The Future of Human Genetics
It is clear that while we have made incredible — and I do mean incredible — progress in the field of human genetics and genomics, there are still many unanswered questions. For one thing, there’s a pressing need for functional validation of statistical/genetic findings that come out of these studies. The literature is afloat in “little hits” from GWAS and/or exome sequencing studies. Someone on the Twitter feed rightfully reminded us that GWAS hits should generally not be reported along with the “nearest gene” — a trend that tends to pollute the scientific literature. An associated variant near a gene may have nothing to do with that gene. Chromatin interactions, trans-regulatory events, and distal enhancers are just some of the mechanisms by which elements in the genome can modulate distant genes.
The Need for Functional Validation
As most of us know already, top-tier journals are usually dissatisfied with purely genetic/statistical findings. They want independent replication and functional validation. Both of these are time-consuming and expensive propositions. This will require bringing together the functional experts (molecular biology, model organisms, and reverse genetics) with the “gene hunters” as well as a serious commitment from funding agencies. The journals want this sort of thing, the scientific community needs it, so the granting agencies should fund it.

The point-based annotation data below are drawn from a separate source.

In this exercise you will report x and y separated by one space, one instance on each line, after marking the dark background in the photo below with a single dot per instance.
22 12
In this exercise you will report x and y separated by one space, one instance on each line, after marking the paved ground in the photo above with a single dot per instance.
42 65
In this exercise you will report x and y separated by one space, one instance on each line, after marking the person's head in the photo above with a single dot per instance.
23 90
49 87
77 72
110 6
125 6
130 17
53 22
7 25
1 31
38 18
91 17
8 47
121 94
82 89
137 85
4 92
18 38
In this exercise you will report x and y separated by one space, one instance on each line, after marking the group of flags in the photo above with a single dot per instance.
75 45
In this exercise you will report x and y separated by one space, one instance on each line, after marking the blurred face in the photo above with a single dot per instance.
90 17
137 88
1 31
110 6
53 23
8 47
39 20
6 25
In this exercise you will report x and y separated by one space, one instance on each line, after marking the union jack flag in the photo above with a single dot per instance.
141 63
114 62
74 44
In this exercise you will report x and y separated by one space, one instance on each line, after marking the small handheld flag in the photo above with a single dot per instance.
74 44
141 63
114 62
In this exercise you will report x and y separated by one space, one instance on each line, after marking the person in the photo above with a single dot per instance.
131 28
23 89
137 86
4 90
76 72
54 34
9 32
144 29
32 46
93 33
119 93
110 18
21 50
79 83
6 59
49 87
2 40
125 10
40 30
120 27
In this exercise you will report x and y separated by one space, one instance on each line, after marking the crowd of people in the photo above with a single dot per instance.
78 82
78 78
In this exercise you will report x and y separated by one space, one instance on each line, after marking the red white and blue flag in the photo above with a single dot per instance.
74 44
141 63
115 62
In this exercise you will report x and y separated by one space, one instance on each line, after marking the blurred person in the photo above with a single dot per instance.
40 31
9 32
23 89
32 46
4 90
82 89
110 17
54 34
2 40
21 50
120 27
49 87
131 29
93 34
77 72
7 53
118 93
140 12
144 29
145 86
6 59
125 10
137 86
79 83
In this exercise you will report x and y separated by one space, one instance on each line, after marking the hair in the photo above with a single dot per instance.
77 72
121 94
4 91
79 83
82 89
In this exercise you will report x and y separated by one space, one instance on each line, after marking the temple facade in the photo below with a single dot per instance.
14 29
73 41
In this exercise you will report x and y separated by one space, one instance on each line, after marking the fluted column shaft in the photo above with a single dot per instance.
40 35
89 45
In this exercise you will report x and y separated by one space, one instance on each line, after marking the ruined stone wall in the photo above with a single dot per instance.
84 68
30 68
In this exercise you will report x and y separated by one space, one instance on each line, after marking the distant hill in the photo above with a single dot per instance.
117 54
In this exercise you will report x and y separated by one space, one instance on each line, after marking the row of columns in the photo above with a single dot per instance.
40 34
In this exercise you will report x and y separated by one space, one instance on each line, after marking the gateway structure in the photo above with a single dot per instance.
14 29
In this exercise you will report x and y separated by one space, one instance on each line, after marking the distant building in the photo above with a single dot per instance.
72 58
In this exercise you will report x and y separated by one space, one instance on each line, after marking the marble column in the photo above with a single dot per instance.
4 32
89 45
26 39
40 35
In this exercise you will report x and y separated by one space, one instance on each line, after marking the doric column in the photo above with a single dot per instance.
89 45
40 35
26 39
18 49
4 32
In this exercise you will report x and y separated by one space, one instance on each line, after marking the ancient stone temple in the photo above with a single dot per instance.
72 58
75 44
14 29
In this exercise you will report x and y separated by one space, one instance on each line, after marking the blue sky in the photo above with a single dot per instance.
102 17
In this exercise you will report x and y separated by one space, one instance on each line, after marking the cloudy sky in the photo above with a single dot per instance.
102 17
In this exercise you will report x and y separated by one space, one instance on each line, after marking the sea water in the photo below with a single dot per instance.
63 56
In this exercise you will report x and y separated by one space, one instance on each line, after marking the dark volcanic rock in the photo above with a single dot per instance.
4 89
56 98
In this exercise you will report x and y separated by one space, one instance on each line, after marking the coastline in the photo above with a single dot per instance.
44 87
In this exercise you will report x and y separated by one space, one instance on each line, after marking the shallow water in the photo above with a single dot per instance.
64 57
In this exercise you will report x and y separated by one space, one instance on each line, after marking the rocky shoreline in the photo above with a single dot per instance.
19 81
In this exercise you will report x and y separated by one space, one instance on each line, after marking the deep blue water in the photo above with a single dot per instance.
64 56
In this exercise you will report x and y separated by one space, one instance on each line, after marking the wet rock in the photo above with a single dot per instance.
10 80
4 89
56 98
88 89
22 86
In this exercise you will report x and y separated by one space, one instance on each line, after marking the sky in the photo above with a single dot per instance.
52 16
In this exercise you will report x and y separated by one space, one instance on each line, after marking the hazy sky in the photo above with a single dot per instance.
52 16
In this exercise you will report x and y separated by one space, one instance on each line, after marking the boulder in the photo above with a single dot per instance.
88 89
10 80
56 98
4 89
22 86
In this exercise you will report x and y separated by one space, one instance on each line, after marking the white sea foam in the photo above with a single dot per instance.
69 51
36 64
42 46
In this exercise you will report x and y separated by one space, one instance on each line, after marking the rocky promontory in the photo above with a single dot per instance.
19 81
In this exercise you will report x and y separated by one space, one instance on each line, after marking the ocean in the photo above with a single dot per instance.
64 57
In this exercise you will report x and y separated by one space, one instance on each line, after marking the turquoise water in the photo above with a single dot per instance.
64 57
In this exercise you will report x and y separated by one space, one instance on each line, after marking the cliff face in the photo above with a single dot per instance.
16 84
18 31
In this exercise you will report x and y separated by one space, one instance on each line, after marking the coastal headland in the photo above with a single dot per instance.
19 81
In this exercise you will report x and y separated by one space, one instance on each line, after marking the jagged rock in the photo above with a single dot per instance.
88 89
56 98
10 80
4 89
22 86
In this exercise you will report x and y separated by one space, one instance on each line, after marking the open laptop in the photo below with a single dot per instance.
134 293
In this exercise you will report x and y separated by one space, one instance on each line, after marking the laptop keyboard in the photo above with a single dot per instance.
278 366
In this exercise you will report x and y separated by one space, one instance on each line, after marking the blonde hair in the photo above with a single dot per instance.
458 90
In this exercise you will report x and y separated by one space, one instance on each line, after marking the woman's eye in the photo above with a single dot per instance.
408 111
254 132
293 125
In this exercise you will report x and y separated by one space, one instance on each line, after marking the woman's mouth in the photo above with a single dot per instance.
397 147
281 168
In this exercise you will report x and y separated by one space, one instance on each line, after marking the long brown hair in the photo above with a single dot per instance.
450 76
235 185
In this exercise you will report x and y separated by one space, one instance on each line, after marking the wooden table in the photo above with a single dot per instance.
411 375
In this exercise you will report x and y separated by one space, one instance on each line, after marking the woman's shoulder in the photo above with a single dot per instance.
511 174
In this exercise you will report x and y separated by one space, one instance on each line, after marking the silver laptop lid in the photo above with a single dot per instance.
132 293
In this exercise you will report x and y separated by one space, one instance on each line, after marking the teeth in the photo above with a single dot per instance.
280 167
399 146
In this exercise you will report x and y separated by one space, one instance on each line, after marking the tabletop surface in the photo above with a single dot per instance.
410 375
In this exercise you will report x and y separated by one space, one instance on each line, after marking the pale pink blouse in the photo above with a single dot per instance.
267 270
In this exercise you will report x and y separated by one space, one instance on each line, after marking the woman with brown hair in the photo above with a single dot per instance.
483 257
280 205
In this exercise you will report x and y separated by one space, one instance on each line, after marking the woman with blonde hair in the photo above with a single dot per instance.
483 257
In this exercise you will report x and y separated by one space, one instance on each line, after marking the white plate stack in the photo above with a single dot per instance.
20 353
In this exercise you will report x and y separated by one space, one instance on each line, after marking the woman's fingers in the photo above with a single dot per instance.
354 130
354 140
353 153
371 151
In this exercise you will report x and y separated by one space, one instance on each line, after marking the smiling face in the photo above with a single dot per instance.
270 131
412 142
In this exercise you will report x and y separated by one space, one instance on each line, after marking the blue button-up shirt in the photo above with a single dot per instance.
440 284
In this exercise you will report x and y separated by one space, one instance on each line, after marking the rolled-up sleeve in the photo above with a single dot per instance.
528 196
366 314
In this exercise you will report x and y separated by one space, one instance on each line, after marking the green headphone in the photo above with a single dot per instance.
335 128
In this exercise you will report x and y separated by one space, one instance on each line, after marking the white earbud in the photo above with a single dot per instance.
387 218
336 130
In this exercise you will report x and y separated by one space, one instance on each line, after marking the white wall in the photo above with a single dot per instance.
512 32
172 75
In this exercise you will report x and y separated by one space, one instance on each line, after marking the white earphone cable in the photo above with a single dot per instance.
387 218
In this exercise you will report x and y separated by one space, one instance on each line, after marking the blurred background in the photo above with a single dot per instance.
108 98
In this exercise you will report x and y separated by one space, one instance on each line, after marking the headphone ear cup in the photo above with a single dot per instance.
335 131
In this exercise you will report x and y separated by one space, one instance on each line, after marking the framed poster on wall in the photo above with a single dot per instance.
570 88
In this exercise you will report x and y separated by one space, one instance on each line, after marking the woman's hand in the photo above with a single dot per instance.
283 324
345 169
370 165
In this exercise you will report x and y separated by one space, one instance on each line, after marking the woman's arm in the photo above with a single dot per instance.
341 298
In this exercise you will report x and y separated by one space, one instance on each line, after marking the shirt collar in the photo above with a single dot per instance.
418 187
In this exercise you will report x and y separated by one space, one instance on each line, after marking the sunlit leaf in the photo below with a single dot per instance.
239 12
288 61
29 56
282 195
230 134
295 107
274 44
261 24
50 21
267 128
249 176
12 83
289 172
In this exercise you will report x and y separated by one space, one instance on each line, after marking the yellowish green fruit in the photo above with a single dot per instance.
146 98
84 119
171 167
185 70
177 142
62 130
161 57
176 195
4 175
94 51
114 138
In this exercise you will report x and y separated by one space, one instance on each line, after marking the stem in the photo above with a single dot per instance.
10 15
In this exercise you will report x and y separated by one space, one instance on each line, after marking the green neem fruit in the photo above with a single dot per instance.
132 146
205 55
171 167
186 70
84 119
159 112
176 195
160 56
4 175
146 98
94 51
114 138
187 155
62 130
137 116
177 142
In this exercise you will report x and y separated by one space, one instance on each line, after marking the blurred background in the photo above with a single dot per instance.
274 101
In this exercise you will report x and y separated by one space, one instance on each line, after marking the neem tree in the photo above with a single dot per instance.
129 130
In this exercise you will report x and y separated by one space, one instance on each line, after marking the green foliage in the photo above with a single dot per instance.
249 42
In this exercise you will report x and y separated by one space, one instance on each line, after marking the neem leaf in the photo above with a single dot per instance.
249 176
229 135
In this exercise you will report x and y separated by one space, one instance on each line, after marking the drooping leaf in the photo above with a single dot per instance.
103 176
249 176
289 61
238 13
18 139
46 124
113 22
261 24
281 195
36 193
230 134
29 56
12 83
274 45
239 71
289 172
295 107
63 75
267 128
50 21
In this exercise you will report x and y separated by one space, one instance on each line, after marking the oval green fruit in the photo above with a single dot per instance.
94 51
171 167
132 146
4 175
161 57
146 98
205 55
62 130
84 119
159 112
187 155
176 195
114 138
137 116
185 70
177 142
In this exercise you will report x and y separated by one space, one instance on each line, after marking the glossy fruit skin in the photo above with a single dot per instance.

The Need for Collaboration
Another theme of the meeting, one I highlighted at the end of my own platform talk, is that we all need to work together and share resources — samples, knowledge, tools, etc. — if we are to find success in our work. The lone PI, working independently and aloof from other groups, is doomed to fail in this modern world of high-throughput, big data science. I find it encouraging that many investigators and consortia seem to have recognized this, and are pooling their cohorts for the greater good.
Improving Human Lives
ASHG president Jeff Murray gave a stirring address to open the meeting. Some of the things he said really resonated with me. Many years ago, his brother (a trisomy 21 carrier) suffered under the medical regime. He spent most of his life in an institution, and never had the chance at the treatment or understanding that we might be able to offer today. Medicine certainly has come a long way since then, but Murray reminded us that “Discovery should always be complemented by working to prevent or treat those entities that we have the tools — but sometimes not the will — to address today.”
He encouraged us to spend a little bit of time thinking about how we might do that, how we might pause after finding that hot new disease gene and try to think of ways to help the patients (rather than just racing on to the next one).
Finally, Dr. Murray proclaimed that there’s no better career than to be involved in genetics research. And if you’ve read this far, you know that he’s right.